Right. I think this development needs to be done. I think just the visualization of MathML, it's taken a long time to catch up when you get to really fine, fine work.

Bill Kasdorf (55:29)

Yeah. Actually there's some very significant work being done on MathML right now to make it easier to use and to enter, make it easier to kind of embed it in, in workflow and say, it's a MathML refresh that's being done. Right. Coming out with kind of a simple, it was simplified subset that's what's mostly needed. And then, you know, kind of the more extensive version that can basically express anything you want to express in math.

Mark Gross

I don't think it's sometihng that DCL is qulified to discuss.

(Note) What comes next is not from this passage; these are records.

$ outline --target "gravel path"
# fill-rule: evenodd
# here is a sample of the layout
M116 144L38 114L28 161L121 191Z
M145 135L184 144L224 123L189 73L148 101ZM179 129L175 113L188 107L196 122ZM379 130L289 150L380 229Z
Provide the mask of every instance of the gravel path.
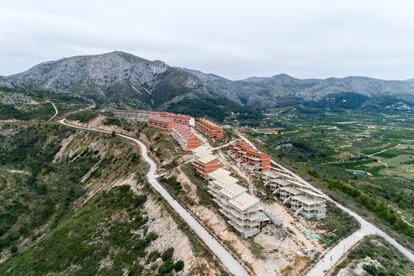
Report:
M50 121L52 121L54 118L56 118L56 116L59 114L59 111L58 111L58 109L57 109L56 105L55 105L53 102L48 101L48 103L50 103L50 104L53 106L53 108L55 109L55 114L54 114L52 117L50 117L50 119L49 119L49 122L50 122Z

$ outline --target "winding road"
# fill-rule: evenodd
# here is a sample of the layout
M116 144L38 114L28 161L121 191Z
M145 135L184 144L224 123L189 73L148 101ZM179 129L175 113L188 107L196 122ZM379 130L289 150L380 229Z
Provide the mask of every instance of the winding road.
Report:
M50 103L52 106L53 106L53 108L55 109L55 114L52 116L52 117L50 117L50 119L49 119L49 122L50 121L52 121L54 118L56 118L56 116L59 114L59 111L58 111L58 109L57 109L57 107L56 107L56 105L53 103L53 102L51 102L51 101L47 101L48 103Z
M96 131L110 134L109 131L99 130L95 128L84 128L80 126L71 125L65 122L65 119L59 123L83 130ZM128 139L139 145L141 155L145 162L148 163L150 169L147 173L147 179L150 185L164 198L164 200L177 212L177 214L187 223L187 225L197 234L197 236L204 242L204 244L217 256L224 267L233 275L245 276L249 275L245 268L227 251L184 207L182 207L157 180L157 165L149 157L148 149L140 140L117 133L118 136Z
M256 148L255 145L250 142L246 137L244 137L240 132L237 132L237 135L249 143L252 147ZM389 242L391 245L393 245L401 254L403 254L407 259L409 259L411 262L414 263L414 254L402 246L400 243L398 243L394 238L392 238L390 235L376 227L374 224L368 222L366 219L355 213L354 211L348 209L347 207L343 206L342 204L334 201L332 198L330 198L325 193L321 192L319 189L315 188L312 184L307 182L306 180L302 179L297 174L293 173L292 171L288 170L284 166L280 165L279 163L275 162L274 160L271 161L273 165L278 166L280 169L284 170L286 173L296 177L300 182L308 185L312 189L318 191L320 194L322 194L326 200L332 202L336 205L336 207L340 208L344 212L351 215L353 218L355 218L359 224L360 228L346 237L345 239L341 240L337 245L329 249L322 259L319 260L318 263L315 264L315 266L308 272L308 276L320 276L324 275L326 272L331 270L338 261L345 256L345 254L352 249L352 247L357 244L360 240L362 240L365 236L368 235L377 235L382 238L384 238L387 242Z
M50 102L53 107L55 108L55 115L50 119L53 120L57 114L58 110L56 106ZM71 125L65 122L65 119L59 121L59 123L73 127L78 129L84 129L89 131L96 131L109 134L109 131L95 129L95 128L85 128L80 126ZM247 143L252 145L246 137L244 137L241 133L237 133L238 136L245 140ZM177 212L177 214L187 223L187 225L197 234L197 236L205 243L205 245L217 256L217 258L221 261L221 263L226 267L228 271L230 271L233 275L237 276L244 276L249 275L245 268L232 256L232 254L227 251L184 207L182 207L168 192L164 187L159 183L157 180L157 165L156 163L149 157L147 147L138 139L132 138L120 133L117 133L118 136L128 139L136 144L139 145L141 149L141 154L145 162L147 162L150 166L150 169L147 173L147 179L150 185L165 199L165 201ZM399 252L401 252L404 256L406 256L411 262L414 263L414 255L413 253L399 244L395 239L391 236L386 234L384 231L380 230L374 224L368 222L360 215L356 214L354 211L348 209L347 207L343 206L342 204L334 201L328 195L322 193L320 190L312 186L309 182L302 179L300 176L296 175L295 173L291 172L284 166L280 165L279 163L272 160L272 164L278 166L280 169L284 170L286 173L291 174L292 176L296 177L302 183L308 185L312 189L318 191L326 200L335 204L338 208L343 210L344 212L351 215L355 218L359 224L360 228L352 233L350 236L346 237L345 239L341 240L337 245L329 249L322 259L319 260L318 263L308 272L308 276L320 276L326 274L329 270L331 270L335 265L339 262L339 260L346 255L346 253L352 249L359 241L361 241L365 236L368 235L378 235L384 238L387 242L392 244Z

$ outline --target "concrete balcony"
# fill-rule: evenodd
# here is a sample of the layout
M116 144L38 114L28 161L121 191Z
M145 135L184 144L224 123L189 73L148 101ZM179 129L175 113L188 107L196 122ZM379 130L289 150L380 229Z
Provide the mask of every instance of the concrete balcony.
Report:
M240 227L237 224L235 224L233 221L228 221L228 223L233 226L238 232L240 232L241 236L243 238L249 238L249 237L253 237L257 234L260 233L260 229L259 228L245 228L245 227Z
M235 219L240 220L240 221L249 220L253 223L253 222L260 222L260 219L262 218L262 216L260 216L259 214L247 216L245 214L239 213L232 209L227 210L227 212L229 212L229 214L231 214Z
M324 219L326 217L326 212L306 212L302 210L300 214L307 219Z
M234 223L236 223L237 225L239 225L240 227L259 227L260 226L259 221L250 221L250 220L246 220L246 219L238 219L238 218L235 218L234 216L231 216L231 215L230 215L229 219L231 221L233 221Z

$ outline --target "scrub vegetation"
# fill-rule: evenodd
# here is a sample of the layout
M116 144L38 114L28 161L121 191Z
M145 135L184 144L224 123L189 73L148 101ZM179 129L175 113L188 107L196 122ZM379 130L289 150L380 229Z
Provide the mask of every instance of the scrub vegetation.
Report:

It sort of takes me out of my area of expertise.

Bill Kasdorf

That's very active, ongoing work.

Marianne Calilhanna (56:24)

We're coming to the top of the hour. And I think people are finishing up their lunch. I wanted to thank you both. But one of our participants, I thought, wrote an elegant and lovely thanks to both of you. And that is "Thanks to the work that Bill, Mark have done in the industry. We would never have been able to prove produce articles in 24 hours. That is now a requirement for COVID-19 articles and content." So kudos to both of you for your work on XML and conversion workflow. And I think that's a lovely way to end and I want to thank everyone who's taken time out of their day to join us for this webinar. And I'd like to remind everyone that the DCL Learning Series comprises webinars, a monthly newsletter, and blog articles. So we hope that you take advantage of this. You can access all this information from our website at data conversionlaboratory.com. This now concludes today's webinar. I hope everyone has a great day. Thank you.

Mark Gross

Okay. Bye, everyone. Good to see you, Bill and Marianne.